Tworzycie nowy świat bez Boga, tylko własnymi siłami

Właśnie to jest takie niebezpieczne. Wszystko, co robimy bez Boga, a może nawet wbrew Bogu, jest na szkodę naszą, innych i całej przyrody. Taki też jest najgłębszy skutek i znaczenie grzechu. Pierwszy grzech w raju, jaki popełniła Ewa, to w rzeczywistości była próba ukształtowania własnego życia bez Boga, a wszyscy wiemy, ile nas to kosztowało. Ale nie tylko pierwszy grzech, ale wszystkie grzechy są w rzeczywistości próbami ukształtowania naszego życia naszymi własnymi siłami, a za to bez Boga. Tu też przekraczamy tajemnicę zła. Jak to jest możliwe, że człowiek, który w głębi swej natury niesie tak silne pragnienie dobra, może jednocześnie działać na szkodę swoją i innych nie chcąc żyć według przykazań Bożych? To jest oszustwo grzechu i to jest oszustwo świata. Grzech obiecuje nam łatwe rozwiązania, własny pokój i własną satysfakcję, ale wszystko to są oszustwa. Jeśli ktoś pójdzie za obietnicami grzechu, skończy na zniszczeniu życia własnego i innych. U podstaw tego typu zachowania, tak czy inaczej, zawsze znajdziemy pychę. Sama pycha nie oznacza niczego innego, jak tylko odrzucenie woli Bożej, odrzucenie Jego planów, a próbę pójścia za własnymi planami i próbę stworzenia własnych planów. Powinniśmy już się nauczyć, że oparcie się na własnych tylko siłach i liczenie się tylko z własnymi siłami, to jeszcze jedno oszustwo. Bóg dał nam talenty, żebyśmy mogli z Nim współpracować, ale gdy działamy wbrew Niemu i Jego przykazaniom, to tracimy wszystko. W tym orędziu Maryja mówi nam także...

dlatego nie odczuwacie satysfakcji i radości w sercu

Gdy działamy wbrew Bogu, jesteśmy niezdolni do odczuwania satysfakcji i niezdolni do posiadania w swych sercach radości. Także orędzie na Boże Narodzenie mówiło nam o radości i już to sobie przemyśleliśmy. Jednak warto znowu spytać siebie samych, skąd pochodzi nasz brak satysfakcji i radości. Odpowiedź jest bardzo prosta - z naszego zachowania wobec Boga, wobec siebie samych, wobec innych ludzi i wobec przyrody. Skoro zostaliśmy uwolnieni od pychy, to będziemy zdolni przeżywać satysfakcję i nieść w sercach radość. Maryja znowu mówi...
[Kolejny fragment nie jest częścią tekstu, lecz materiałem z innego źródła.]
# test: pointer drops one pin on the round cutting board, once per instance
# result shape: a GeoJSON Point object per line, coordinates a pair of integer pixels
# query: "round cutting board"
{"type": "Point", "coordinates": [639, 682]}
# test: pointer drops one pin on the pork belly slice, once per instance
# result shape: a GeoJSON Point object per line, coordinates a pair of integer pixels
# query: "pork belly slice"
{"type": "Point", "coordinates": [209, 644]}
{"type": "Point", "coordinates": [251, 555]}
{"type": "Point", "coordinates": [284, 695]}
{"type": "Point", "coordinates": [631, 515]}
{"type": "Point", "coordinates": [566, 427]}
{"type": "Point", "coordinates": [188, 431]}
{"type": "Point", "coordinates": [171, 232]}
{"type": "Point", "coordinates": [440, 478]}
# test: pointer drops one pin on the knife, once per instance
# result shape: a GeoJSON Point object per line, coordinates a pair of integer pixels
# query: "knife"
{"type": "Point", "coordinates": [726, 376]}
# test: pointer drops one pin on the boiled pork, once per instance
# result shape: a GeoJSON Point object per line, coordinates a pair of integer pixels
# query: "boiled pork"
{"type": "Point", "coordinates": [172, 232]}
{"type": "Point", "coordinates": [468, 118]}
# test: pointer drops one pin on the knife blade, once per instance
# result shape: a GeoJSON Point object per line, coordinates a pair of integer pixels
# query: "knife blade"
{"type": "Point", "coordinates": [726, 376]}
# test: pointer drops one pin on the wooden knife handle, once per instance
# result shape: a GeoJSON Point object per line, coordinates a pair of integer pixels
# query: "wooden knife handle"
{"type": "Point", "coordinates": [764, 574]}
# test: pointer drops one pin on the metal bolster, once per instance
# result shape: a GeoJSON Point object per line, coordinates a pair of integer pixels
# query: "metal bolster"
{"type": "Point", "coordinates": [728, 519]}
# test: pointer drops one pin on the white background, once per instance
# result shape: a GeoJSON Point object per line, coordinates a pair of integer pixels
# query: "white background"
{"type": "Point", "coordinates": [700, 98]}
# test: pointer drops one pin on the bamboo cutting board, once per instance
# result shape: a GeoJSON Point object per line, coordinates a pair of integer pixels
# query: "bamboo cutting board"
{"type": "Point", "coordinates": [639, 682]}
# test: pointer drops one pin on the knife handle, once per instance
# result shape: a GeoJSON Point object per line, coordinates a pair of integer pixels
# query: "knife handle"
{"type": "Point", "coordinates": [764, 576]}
Ten czas to mój czas i dlatego... znowu zapraszam was do modlitwy

To już lata upłynęły, odkąd nasz Papież, Jan Paweł II, opublikował encyklikę Matka Odkupiciela. Ta encyklika mówi o czasach maryjnych, a Maryja to potwierdza. To są Jej czasy. Bóg powierzył Jej te czasy, a Maryja ciągle pielgrzymuje z Kościołem. Dokładnie tak, jak była matką i nauczycielką Jezusa, tak w szczególny sposób w tym czasie jest naszą matką i nauczycielką. W świetle tego możemy znowu spojrzeć na Medjugorje, ponieważ tu naprawdę mamy maryjne czasy. Jak wiele ludzi przez te 15 lat i 7 miesięcy znalazło Boga dzięki Maryi, a znajdując Boga znaleźli także pokój, radość i pojednanie w życiu? Jak wielu ludzi zostało uwolnionych od grzechu i teraz żyje jak dzieci w wolności Bożej? Nigdy w pełni się nie dowiemy, co Bóg uczynił w sercach ludzi tutaj w Medjugorju, ale możemy być tylko wdzięczni i nadal iść za Maryją bez znużenia na modlitwie, w poście, nawróceniu i wierze. To jest także program na nadchodzący rok - rok, który w sposób szczególny został poświęcony Synowi. A w czasach, które należą do Maryi, Ona chce lub pragnie tylko jednej rzeczy, a mianowicie żebyśmy poznali Jezusa. A bez modlitwy niemożliwe jest poznanie Go, pokochanie i pójście za Nim. Potem Maryja mówi...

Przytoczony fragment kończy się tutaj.